Far from stopping the spread, this heavy-handed approach could in fact alienate local communities and fuel vaccine hesitancy, local activists have warned. “There can be no doubt the military’s assistance in enforcing door-to-door isolation restrictions in south-west and western Sydney (home to many former Middle Eastern war refugees and Aboriginal people who understandably harbour innate suspicions of uniformed officials) stands to intimidate some of Australia’s most economically and socially marginalised people,” Guardian columnist Paul Daley wrote.

“But as with any act of a state or federal government, the political – which is to say, media and public – optics of the decision to put ‘boots on the ground’ can’t be overlooked”.

Ah yes, the “optics”: deploying the military to keep minorities locked down or at arm’s length has been a guaranteed winner, for successive coalition governments, with voters conditioned to idolise our khaki-clad warriors and demonise difference.

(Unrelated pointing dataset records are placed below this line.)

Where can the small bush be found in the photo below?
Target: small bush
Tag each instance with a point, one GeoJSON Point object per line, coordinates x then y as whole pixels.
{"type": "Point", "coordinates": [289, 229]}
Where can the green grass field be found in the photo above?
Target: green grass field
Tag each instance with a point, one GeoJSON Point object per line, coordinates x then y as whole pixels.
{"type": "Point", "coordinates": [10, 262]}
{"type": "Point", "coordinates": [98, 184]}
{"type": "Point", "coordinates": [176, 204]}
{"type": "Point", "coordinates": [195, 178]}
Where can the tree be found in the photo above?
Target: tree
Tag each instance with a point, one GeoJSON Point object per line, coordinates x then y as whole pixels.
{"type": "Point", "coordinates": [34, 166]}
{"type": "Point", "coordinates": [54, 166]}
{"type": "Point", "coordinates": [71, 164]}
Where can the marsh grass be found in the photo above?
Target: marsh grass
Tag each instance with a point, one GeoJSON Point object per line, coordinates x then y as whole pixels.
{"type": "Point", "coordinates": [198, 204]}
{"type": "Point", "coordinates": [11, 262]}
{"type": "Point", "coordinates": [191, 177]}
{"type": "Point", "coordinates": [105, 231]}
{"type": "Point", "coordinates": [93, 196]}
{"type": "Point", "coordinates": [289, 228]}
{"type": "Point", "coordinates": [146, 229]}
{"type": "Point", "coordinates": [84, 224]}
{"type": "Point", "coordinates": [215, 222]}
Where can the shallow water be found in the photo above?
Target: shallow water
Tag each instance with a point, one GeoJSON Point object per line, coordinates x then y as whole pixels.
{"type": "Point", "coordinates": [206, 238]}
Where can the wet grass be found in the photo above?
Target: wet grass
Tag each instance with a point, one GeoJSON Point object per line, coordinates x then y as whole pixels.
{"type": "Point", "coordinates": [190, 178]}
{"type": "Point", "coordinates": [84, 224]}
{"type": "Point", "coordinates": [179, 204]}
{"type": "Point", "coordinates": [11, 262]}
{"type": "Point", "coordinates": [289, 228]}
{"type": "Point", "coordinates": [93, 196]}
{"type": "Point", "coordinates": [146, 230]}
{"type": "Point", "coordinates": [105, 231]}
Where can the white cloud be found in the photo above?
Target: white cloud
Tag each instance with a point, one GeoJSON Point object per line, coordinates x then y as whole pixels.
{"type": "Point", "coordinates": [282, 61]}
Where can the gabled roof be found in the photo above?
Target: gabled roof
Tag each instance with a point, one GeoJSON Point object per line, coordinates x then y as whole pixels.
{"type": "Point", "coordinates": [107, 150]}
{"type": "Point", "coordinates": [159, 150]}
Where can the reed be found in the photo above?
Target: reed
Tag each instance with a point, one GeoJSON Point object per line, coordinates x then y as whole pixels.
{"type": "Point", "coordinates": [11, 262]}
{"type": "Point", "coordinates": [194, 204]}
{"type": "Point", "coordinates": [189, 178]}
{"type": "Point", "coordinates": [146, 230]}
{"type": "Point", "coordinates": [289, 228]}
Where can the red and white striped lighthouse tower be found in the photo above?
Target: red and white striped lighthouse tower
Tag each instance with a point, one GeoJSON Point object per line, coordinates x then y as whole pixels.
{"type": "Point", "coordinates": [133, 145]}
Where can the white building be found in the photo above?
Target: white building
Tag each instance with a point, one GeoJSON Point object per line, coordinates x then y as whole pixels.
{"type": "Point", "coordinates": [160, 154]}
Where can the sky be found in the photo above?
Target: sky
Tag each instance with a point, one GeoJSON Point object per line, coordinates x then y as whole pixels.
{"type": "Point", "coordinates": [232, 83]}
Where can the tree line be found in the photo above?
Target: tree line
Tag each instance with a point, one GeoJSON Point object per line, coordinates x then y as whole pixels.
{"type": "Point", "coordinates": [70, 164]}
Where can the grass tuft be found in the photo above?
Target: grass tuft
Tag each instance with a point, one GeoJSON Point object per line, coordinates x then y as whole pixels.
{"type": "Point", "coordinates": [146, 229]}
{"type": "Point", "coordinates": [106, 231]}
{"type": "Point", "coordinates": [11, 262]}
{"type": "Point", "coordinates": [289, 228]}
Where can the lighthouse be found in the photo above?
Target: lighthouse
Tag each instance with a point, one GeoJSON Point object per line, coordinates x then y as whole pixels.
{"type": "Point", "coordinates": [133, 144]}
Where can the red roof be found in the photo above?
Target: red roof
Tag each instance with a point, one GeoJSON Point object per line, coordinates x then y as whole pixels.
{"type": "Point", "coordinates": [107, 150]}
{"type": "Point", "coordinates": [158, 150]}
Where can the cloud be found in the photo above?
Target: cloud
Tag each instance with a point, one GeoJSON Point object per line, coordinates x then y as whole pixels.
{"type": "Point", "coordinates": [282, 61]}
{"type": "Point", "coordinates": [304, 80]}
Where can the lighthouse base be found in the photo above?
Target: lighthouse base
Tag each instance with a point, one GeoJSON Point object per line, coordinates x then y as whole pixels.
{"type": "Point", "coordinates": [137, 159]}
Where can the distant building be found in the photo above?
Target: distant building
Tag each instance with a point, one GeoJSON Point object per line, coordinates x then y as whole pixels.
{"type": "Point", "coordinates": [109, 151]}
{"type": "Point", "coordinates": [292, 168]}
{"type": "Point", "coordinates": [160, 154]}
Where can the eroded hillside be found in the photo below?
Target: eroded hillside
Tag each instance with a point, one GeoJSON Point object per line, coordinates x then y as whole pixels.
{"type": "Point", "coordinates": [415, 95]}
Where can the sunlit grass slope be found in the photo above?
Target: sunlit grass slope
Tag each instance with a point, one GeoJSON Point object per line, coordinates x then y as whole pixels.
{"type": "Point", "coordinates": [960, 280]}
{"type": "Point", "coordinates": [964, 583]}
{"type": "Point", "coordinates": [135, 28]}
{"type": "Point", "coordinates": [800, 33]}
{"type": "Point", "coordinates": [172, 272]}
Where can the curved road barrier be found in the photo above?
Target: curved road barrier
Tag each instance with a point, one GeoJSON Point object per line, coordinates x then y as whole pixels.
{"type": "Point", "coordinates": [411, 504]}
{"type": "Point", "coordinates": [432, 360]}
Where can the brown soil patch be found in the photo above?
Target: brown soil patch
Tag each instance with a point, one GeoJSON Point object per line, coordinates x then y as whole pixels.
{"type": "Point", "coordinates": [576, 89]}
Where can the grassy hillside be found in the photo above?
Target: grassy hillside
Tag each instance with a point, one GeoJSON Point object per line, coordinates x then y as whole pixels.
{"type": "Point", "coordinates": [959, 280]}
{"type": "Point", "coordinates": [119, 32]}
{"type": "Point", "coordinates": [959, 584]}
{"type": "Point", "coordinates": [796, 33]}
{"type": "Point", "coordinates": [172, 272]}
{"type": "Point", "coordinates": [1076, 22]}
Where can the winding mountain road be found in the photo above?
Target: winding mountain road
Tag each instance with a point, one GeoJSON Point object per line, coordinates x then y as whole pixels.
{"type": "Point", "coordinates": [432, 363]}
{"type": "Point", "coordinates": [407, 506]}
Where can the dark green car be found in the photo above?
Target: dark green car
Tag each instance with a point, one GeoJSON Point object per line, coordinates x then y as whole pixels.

Those readers who are old enough will doubtless recall these “optics” from 2001:


The Tampa standoff, Christmas Island, 2001. PHOTO: SBS; INSETS: Ballarat Courier, Mark Knight, Herald Sun

That’s right, it’s time to revisit the Tampa Affair, that egregious episode when refugees fleeing places like war-torn Afghanistan were intercepted at sea and denigrated as queue-jumping, disease-carrying would-be terrorists who must be shunted off to Nauru or Manus Island – for years, potentially – lest one undeserving sandal set foot on Australian soil. If you were an Afghan dodging Taliban snipers and other assorted threats, wouldn’t you get out and ‘queue jump’ (if you could) instead of sticking around and going through the ‘normal channels’ like a sitting duck?

Of course, the human cost of the Tampa and other attempts at wedge politics were secondary to then-PM John Howard, whose poll numbers beforehand were abysmal. Take a look at how they rebounded after his Tampa theatrics, just in time for his election win that November:

As an odd coincidence, the Morrison Government’s numbers (trailing Labor by 6 points, two-party preferred, in the July 18 Newspoll) are almost identical to those of Howard before The Tampa, his ship, came in. The PM must call an election by mid-2022.

Stay tuned, Australia: COVID-19 may have set us up for a Tampa re-run, with defence personnel this time curbing a “brown, disease-carrying threat” not at far-flung Christmas Island but in our own suburbs of Bankstown or Broadmeadows. ‘Stop the spread’ be damned; this is about staying in power.


Are we destined for more unrest – this time COVID-related – of the kind we saw at Cronulla in 2005? Much will depend on that suburb’s local member, one Scott Morrison. PHOTO: Daily Telegraph. INSETS: AFP, Facebook

Real or perceived threats of disease emanating from ethnic minorities has led to waves of prejudice and violence throughout history. A 1916 polio outbreak centring on “Pig Town”, an Italian neighbourhood in South Brooklyn, New York known for its free-roaming hogs, led newspapers to publish heartbreaking accounts of dead or paralysed infants, assigning blame which sparked a wave of anti-Italian prejudice.

In the Five Points area of Manhattan, made famous by the movie Gangs of New York, cholera ran riot among Irish immigrants in 1849. Nativist gangs used this outbreak to fuel their violence against the Irish, as did modern day Americans (and Australians) who attacked Asians after Donald Trump labelled COVID-19 the “China Virus”.

Those who recall the violence visited upon Muslims and Lebanese Australians at Cronulla in 2005 won’t have a hard time imagining the kind of unrest we could suffer if the Delta variant spirals further out of control and our government – ably assisted by its media enablers – diverts attention from their own culpability and pins the blame on “brown folks”.

Journalists and citizens of conscience must stand up to this.